Immanuel Kant Baltic Federal University scientist, Dmitriy Serebrennikov took out a patent on his invention in physics Composite Invar materials of a new type on January 2019. Materials, which contain both Invar and functional properties, are extremely in demand in instrumentation engineering, aviation, radio-electronic equipment, and aerospace sector.
Dmitriy Serebrennikov, junior research associate (IKBFU). (Image credit: IKBFU)
The scientist explains that a lot of metals expand upon heating but there are alloys that barely change their size in a specific temperature range. Such an alloy is referred to as Invar. In 1920, Charles Edouard Guillaume, a Swiss-French scientist, was given the Nobel Prize for the Invar invention. Later, it became extensively used for the production of high-precision mechanical watches. Invar, however, does not have other unique physical properties. In the meantime, functional materials mostly possess a very high thermal expansion, which is a major problem for many technical devices.
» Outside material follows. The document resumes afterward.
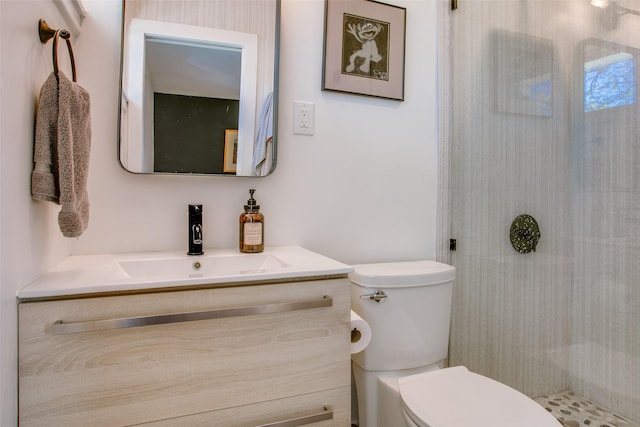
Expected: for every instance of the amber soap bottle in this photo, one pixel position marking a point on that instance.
(251, 227)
Nevertheless, it is possible to handle the problem by creating an alloy that comprises of functional material and particles of another substance with a considerably lower coefficient of thermal expansion. The patent is exclusive because of the proposed materials that were created to make up for the thermal expansion of the functional material. These compounds were valence-unstable having a negative thermal expansion. In contrast to simple metals, these compounds are compressed when heated. Therefore, they are impeccably suitable for producing composite Invar materials.
The study was carried out over a period of four years. It was managed by Dmitriy Serebrennikov, a junior research associate at IKBFU, in partnership with Dr Evgeny Clementyev, Head of the Laboratory for Strongly Correlated Electron Systems at IKBFU, and Dr Pavel Alekseev, a scientist from National Research Nuclear University MEPhI.